We have always thought how lucky we both were to find each other. We are so much alike its sometimes scary. We always seem to run into people that try and derail what we have, but we never get angry at them. You are also right..we enjoy what we do together within the confines of what WE consider our relationship to be.

Im sorry if some dont understand, or agree with what we love to do. You see people..we are each others best friend and lover all in one. What we do is our business, which we choose to share with all of you on this thread. Someone asked a question here, and we wanted to tell our story on the subject..thats all.

You dont have to agree with our lifestyle, or even understand it, but why be so ugly about it? What skeletons would fall out of your closet if we could open THAT door? What could make some here so angry and disrespectful to judge us? Your misconceptions of what YOU consider right and wrong?


----------



## mrsamazing (Feb 9, 2012)

Ok .....this thread is the straw that broke the camels back. I had to register and reply. Threesomes work for a lot of people. My hubs and I have tried it, liked it, plan to continue. To us, the main issue is finding a suitable third.if its mutual, its fine for many couples. In some relationships it can be a symptom of a problem. In others its no different than bringing in a toy, doing it in front of a mirror or taping yourself. Its a personal decision like whether both parents work or not. Its about mutual respect just like any other marital issue. Both parties need to be on the same page. @vicky yy, please don't make assumptions about other peoples lives. Many assumptions could be made about yours based on your reactions
.
_Posted via Mobile Device_


----------



## that_girl (Jul 6, 2011)

justme05 said:


> So my H and I are curious to have a 3sum with another woman, as much as I want to I don't want him to like it too much and not want me anymore. Has anyone tried it? Bad idea?
> _Posted via Mobile Device_


Don't do it.

Unless you want to be insecure and divorced.


----------



## that_girl (Jul 6, 2011)

mrsamazing said:


> Ok .....this thread is the straw that broke the camels back. I had to register and reply. Threesomes work for a lot of people. My hubs and I have tried it, liked it, plan to continue. To us, the main issue is finding a suitable third.if its mutual, its fine for many couples. In some relationships it can be a symptom of a problem. In others its no different than bringing in a toy, doing it in front of a mirror or taping yourself. Its a personal decision like whether both parents work or not. Its about mutual respect just like any other marital issue. Both parties need to be on the same page. @vicky yy, please don't make assumptions about other peoples lives. Many assumptions could be made about yours based on your reactions
> .
> _Posted via Mobile Device_


Another person into the marriage bed is not a toy. It's a human capable of coming between a couple...even the strongest of couples. I'm glad it worked for you but you are the minority. 

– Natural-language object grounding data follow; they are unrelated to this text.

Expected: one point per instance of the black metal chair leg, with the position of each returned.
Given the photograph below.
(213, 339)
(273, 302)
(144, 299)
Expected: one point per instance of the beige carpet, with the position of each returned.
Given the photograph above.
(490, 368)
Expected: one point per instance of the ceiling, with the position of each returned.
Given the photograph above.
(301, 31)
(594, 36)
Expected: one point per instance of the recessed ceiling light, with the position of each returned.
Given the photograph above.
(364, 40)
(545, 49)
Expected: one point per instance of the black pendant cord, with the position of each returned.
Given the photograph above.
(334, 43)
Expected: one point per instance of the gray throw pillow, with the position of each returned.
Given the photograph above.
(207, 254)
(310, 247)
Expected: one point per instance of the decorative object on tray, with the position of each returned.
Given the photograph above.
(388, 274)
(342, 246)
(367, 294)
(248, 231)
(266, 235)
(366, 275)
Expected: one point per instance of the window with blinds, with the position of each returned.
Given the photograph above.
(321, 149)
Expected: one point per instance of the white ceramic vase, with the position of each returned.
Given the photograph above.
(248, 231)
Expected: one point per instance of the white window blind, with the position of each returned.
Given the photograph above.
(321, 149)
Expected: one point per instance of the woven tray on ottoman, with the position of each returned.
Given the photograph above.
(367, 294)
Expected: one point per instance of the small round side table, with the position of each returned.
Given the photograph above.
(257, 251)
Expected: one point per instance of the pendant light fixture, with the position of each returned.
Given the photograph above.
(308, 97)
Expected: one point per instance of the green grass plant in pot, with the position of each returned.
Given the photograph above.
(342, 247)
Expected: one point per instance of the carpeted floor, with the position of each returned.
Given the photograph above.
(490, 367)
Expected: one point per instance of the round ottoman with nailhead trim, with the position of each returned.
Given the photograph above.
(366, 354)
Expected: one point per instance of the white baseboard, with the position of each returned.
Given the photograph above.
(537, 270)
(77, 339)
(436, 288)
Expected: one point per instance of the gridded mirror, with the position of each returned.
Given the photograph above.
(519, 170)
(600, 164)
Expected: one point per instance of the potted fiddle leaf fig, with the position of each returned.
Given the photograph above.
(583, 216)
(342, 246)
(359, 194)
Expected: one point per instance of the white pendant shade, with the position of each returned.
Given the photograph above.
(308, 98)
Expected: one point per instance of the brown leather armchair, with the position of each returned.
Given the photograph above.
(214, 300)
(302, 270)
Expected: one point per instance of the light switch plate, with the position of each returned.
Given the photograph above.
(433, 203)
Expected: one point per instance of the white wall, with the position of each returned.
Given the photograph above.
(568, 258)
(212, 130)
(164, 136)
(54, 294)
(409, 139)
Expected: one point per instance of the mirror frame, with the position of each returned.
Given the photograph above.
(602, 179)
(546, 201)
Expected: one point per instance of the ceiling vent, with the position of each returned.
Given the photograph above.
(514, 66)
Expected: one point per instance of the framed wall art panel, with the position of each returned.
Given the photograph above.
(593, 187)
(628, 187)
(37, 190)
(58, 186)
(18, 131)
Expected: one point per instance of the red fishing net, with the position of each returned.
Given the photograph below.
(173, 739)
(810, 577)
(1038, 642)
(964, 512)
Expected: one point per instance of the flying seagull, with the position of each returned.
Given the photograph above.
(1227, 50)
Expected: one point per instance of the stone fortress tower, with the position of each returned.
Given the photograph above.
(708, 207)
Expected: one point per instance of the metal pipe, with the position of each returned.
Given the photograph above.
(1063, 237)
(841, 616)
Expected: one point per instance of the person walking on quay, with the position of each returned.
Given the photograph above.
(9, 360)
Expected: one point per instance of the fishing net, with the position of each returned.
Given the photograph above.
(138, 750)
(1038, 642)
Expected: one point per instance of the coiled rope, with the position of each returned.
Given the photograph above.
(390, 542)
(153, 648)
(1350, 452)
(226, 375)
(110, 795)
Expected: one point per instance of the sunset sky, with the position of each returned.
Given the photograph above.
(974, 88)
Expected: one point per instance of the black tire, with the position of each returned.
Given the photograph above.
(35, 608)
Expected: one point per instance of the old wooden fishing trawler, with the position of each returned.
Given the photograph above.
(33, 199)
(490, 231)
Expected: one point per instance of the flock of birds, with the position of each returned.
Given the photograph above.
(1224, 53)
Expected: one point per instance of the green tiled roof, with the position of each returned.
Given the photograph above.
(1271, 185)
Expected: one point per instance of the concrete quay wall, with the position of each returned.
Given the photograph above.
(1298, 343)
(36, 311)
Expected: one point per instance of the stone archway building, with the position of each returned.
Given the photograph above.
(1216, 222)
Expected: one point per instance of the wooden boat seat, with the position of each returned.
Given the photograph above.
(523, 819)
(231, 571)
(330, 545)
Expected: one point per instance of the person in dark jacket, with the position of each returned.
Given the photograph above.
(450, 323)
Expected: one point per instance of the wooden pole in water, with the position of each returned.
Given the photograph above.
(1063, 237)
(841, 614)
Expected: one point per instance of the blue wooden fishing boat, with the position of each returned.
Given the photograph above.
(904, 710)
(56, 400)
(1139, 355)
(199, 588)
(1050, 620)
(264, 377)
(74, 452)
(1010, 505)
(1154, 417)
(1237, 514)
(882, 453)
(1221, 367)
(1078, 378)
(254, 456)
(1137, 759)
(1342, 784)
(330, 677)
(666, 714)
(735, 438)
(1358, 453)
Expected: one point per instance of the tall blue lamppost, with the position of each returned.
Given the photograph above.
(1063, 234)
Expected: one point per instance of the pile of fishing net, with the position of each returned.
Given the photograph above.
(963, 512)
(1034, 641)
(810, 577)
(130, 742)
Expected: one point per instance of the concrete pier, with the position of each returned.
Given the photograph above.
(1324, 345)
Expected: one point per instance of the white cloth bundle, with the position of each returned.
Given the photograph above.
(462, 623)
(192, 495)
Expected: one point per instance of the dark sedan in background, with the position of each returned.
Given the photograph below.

But don't compare an extra person in the bed to video taping, toys or other objects. It's NOT the same. If you look at the person as a "thing" then...well....I'm sorry for that person.


----------



## mrsamazing (Feb 9, 2012)

that_girl said:


> Another person into the marriage bed is not a toy. It's a human capable of coming between a couple...even the strongest of couples. I'm glad it worked for you but you are the minority.
> 
> But don't compare an extra person in the bed to video taping, toys or other objects. It's NOT the same. If you look at the person as a "thing" then...well....I'm sorry for that person.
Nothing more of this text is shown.